Foucault, em uma de suas obras, falou de um futuro sobre o cuidar de si. O sujeito ter uma relação de si para consigo para que possa se cuidar, purificando-se, conhecendo-se e promovendo seu próprio desenvolvimento. Quem sabe, muitos em isolamento imaginaram e comprovaram, na prática, esse estágio humano do cuidar de si mesm. E se descobriram diferentes diante do mundo para o qual vão retornar.
Imaginamos esse caminhar pelas ruas, munidos de máscara, álcool e resiliência, para combater o inimigo invisível, muitas vezes sendo transportado por um semelhante que não teve o mesmo cuidado de si, por ignorância, tanto intelectual quanto moral. Pensar no cuidar de si quando muitos se revoltam com os cuidados patrocinados pela ciência. E cuidar de si somente dentro de templos quando se supõe estar diante de Deus e, naquele momento, pensa cuidar do espírito e o corpo bem distante dali.
Penso nisso, muito mesmo, como será voltar ao burburinho das multidões, poder conversar com desconhecidos, trocando informações, rir e ouvir piadas e pensar, no mesmo instante, qual foi a postura dele diante da intempérie que se abateu sobre nós.
Cuidar de si é um pouco dessa reflexão e imaginar qual será e qual foi o nosso papel no mundo catastrófico que se abateu sobre nós. Quantos planos foram desfeitos, adiados e que se perderam?
Poderemos pensar em planos? Quem é que está ao nosso lado? O que ele pensa, o que ele pensou, o que passou a esconder quando seus pensamentos não se tornaram realidade?
Cuidar de si é viver cada um por si? Onde fica a solidariedade humana? Qual o sentido de ser politicamente correto quando no fundo do nosso coração ele não bate no mesmo ritmo, em completo descompasso com as nuvens que estão dentro do nosso cérebro?
Seremos os mesmos? Quando rimos para o outro, esse riso será sincero, será uma forma de distanciar e fazer com que nosso espaço se delimite e, portanto, cuidar de si passa a ser um exercício de egoísmo, uma luta por sobrevivência?

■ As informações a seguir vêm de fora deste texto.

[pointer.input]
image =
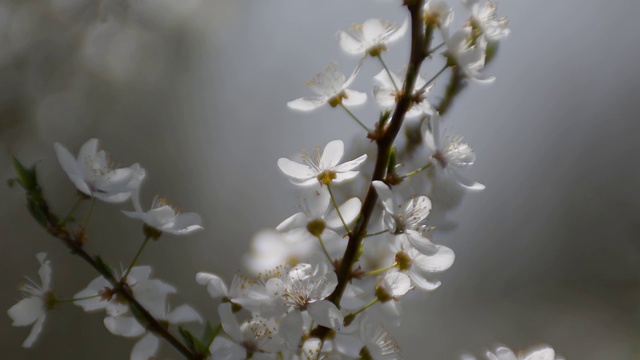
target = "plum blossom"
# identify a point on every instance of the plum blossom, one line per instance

O mundo não será o mesmo porque ele nunca foi nada mais nada menos que uma luta intestina por espaços. Esse problema de espaços não é uma luta por seu espaço, até porque cada um coloca esse espaço tão extenso quanto à ambição. E quando nos espalhamos ocupamos o espaço do outro e nosso egoísmo se torna maior.
Os encontros virtuais ocuparam os espaços dos encontros pessoais? Conviver com o outro nos trará um certo cuidado de si pela distância, pela desconfiança?
Podemos dizer que cada um deve cuidar de suas vidas, quando, na verdade, a vida é somente uma. E estamos, literalmente, ligados um ao outro, fazendo coisas juntos e definindo futuros e definindo a nossa vida, que é de todos.
Cada um por si pode significar muito mais responsabilidade do que, simplesmente, uma individualidade. Cuidar de si não significa ignorar o outro. Cuidar de si também pode significar uma defesa diante do outro. Cada um por si é um paradoxo.